That old crossroads feeling, garnished by personality differences

There aren’t too many grand ideas right now on saving Test cricket.

September 07, 2016 12:10 am | Updated September 22, 2016 05:25 pm IST

Time was when the International Cricket Council and the Board of Control for Cricket in India spoke in one voice. Chiefly because only the BCCI had a voice. The ICC was merely an echo.

Now, interestingly, the organisation led by Shashank Manohar (ICC) and the one led by Anurag Thakur (BCCI), former friends who brought the Srinivasan era in administration to an end, seem to be speaking in different voices.

Perhaps Thakur has not forgiven Manohar for quitting the national body and move over to the international one at a time when the BCCI was dealing with the Lodha Commission and its fallout.

Perhaps it is not merely about ego clashes but fundamental philosophical differences. Perhaps it has to do with the temperament of the two men, one whose interests are intensely India-centric, and the other who now has to think for 105 countries, the entire cricket family.

Whatever the reason, the on-going ICC chief executives meeting in Dubai seems charged. It was expected to change the face of cricket, with the introduction of the two-tier system. Thakur has thrown his lot behind Sri Lanka, Zimbabwe, Bangladesh, West Indies and Pakistan all of whom object to the two-tier system on grounds of lesser teams being rendered irrelevant, and perhaps even encouraged to disappear from the Test fraternity.

An old problem

This may be a coincidence, but it is an old ICC problem — Whites versus the rest — dressed up in new colours. England, Australia, South Africa and New Zealand are for the two-tier system. FICA, the players’ body, has said that 72 per cent of players they polled were for the two-tier system. It would be interesting to see the break-up of the voters. It sounds dubious because there are more players in the nay-saying countries than there are in the yea-saying ones; the explanation may lie in unexpected altruism, though.

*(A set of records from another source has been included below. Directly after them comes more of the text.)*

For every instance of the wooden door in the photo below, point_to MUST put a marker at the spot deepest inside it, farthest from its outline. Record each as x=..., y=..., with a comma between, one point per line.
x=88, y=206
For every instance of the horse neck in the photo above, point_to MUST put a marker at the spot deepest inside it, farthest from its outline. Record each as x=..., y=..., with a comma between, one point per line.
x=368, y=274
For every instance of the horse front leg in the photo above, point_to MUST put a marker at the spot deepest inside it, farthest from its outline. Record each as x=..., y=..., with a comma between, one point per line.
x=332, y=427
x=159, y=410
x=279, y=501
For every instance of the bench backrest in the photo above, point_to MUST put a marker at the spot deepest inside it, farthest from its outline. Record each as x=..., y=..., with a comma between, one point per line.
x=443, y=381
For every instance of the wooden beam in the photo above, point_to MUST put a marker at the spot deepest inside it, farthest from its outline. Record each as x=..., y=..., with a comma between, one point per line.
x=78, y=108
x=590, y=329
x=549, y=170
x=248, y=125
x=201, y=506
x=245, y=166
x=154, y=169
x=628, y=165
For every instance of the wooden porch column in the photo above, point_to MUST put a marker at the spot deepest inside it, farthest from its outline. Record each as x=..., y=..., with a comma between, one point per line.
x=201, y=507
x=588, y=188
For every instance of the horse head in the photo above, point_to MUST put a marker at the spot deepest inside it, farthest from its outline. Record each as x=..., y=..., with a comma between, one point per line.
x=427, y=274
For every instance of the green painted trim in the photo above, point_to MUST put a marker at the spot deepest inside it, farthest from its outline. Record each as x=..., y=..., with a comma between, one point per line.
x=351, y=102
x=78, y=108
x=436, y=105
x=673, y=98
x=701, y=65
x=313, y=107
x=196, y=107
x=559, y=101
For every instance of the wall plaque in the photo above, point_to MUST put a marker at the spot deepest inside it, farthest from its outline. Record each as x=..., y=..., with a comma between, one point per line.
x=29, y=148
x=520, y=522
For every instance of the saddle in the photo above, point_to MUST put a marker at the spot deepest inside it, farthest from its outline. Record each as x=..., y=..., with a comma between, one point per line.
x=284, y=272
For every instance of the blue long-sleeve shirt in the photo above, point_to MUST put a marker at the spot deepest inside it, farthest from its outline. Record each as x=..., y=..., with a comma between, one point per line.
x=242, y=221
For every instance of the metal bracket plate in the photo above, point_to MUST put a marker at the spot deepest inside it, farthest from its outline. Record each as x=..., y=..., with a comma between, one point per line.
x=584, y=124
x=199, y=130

The argument in favour of two divisions involves context, and how individual matches and series have lost it. This sounds like television talking, and although thanks to its millions, television will have a say, that approach is motivated by profit while the ICC has necessarily to focus on what’s good for the game.

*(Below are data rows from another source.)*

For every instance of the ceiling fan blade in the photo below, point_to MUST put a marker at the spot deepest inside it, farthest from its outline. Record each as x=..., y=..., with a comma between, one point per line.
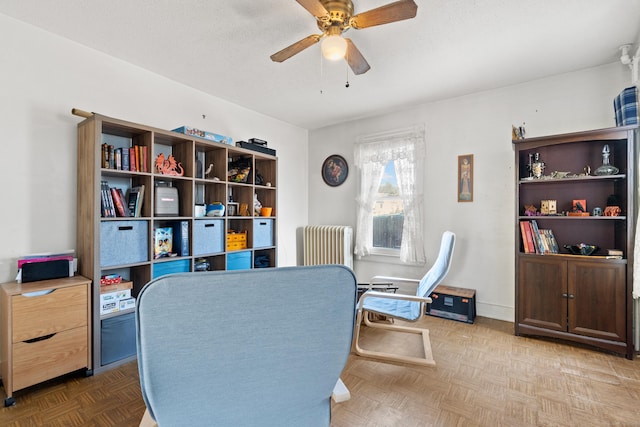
x=295, y=48
x=314, y=7
x=392, y=12
x=356, y=61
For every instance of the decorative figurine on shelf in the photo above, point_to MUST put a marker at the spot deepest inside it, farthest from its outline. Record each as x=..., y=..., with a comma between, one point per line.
x=537, y=167
x=613, y=206
x=257, y=206
x=530, y=210
x=168, y=166
x=606, y=168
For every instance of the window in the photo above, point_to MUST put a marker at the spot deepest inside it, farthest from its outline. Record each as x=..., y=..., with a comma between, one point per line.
x=388, y=214
x=390, y=200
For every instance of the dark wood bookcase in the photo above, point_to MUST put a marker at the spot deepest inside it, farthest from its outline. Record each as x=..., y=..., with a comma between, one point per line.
x=585, y=299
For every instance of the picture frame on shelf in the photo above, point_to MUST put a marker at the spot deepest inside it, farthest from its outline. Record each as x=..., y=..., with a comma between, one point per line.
x=465, y=178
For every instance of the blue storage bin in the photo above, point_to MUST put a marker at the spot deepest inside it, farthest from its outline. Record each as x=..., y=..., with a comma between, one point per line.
x=240, y=260
x=123, y=242
x=263, y=232
x=169, y=267
x=118, y=338
x=208, y=236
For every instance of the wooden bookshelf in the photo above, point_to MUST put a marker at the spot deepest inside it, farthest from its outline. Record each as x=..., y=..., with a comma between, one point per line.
x=124, y=245
x=586, y=299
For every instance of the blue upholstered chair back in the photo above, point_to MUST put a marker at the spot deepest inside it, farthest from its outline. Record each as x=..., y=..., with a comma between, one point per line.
x=440, y=268
x=245, y=348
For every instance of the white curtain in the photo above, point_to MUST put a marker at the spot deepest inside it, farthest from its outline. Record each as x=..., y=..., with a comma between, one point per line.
x=406, y=148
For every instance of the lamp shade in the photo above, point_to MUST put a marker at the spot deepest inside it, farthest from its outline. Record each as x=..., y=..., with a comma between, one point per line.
x=334, y=47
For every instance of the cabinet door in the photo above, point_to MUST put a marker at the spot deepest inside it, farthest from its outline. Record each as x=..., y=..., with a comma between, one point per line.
x=542, y=283
x=597, y=295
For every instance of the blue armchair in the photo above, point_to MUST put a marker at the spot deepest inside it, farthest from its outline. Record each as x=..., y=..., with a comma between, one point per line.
x=245, y=348
x=409, y=308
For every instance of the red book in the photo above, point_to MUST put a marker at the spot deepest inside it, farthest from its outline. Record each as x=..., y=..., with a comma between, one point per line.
x=144, y=161
x=527, y=236
x=118, y=202
x=132, y=159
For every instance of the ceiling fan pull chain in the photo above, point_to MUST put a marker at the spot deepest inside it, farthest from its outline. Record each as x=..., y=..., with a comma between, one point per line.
x=321, y=74
x=346, y=63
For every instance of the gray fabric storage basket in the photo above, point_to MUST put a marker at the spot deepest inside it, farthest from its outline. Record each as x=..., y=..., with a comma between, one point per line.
x=208, y=236
x=262, y=232
x=123, y=242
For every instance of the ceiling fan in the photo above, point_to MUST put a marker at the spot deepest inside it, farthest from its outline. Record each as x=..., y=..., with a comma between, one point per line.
x=334, y=18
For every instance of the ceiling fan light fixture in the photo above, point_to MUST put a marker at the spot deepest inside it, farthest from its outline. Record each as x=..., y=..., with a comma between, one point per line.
x=333, y=47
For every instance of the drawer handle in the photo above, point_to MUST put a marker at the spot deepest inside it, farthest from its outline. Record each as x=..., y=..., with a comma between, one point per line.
x=32, y=340
x=37, y=293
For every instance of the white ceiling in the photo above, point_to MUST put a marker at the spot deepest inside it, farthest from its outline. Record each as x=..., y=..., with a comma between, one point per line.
x=451, y=48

The proposal for boards which generate greater television revenue to share that revenue with the poorer ones is sound in principle.

The fear that a Bangladesh versus Zimbabwe series might lack television support can be overcome by working out a system where for every marquee series - The Ashes, or India v. Pakistan - television must also be obliged to cover the “lesser” series. You can’t have the icing without the cake.

Test cricket is at a crossroads. Even if this is the cry in every generation, we cannot afford to ignore it for this time it may be for real.

Already public interest in Zimbabwe and the West Indies is dangerously low. In New Zealand it is not the most popular sport, rugby is. You can’t have endless series among four or five teams. The law of diminishing returns will apply.

And anyway, the lesser beating the greater provides a major thrill in every sport. Sri Lanka, who may be relegated to the second division, thrashed Australia, the then No. 1 team, 3-0 recently. With inter-divisional rivalry ruled out, that would not happen.

Exodus and wage issues

If players in the second division (it is conceivable that some of the giants might find themselves there over a period) migrate to being full-time T20 players, the rot will be complete. Thakur himself had suggested a solution for this problem: reduce the wage gap between Test cricket and T20. FICA might have to say something about salary caps, though.

The fact, remains, however, that there aren’t too many grand ideas right now on saving Test cricket, and there might be an argument for at least trying out the few that are available.

The four-day Test match would be an attempt to bring the longest format closer to the shorter ones. But Test cricket’s salvation lies in remaining as distinct from the shorter formats as possible, an island of irrationality and illogicality in a sea of obviousness and charted courses.

When in doubt, postpone, is a well honed tactic at all such meetings, and not just of the ICC. Chances are, no immediate decisions will be taken, and the problem carried over to October. Meanwhile, attempts will be made to get the nay-sayers on board.

The BCCI, meanwhile, has problems at home as the deadlines for putting into effect the Lodha Commission’s rulings will exercise them even as a crowded home season gets underway.

There is something about cricket — perhaps because it often stands for something beyond itself — that invites a kind of generational hopelessness. Walter Hammond thought that cricket was doomed to self-destruct because there was too much of it.

That was over 60 years ago. The essayist E.V. Lucas thought that commercialisation and a “hard utilitarianism” would destroy the game. He wrote that in 1907.

Pessimists of the past thus give rise to the optimists of the present.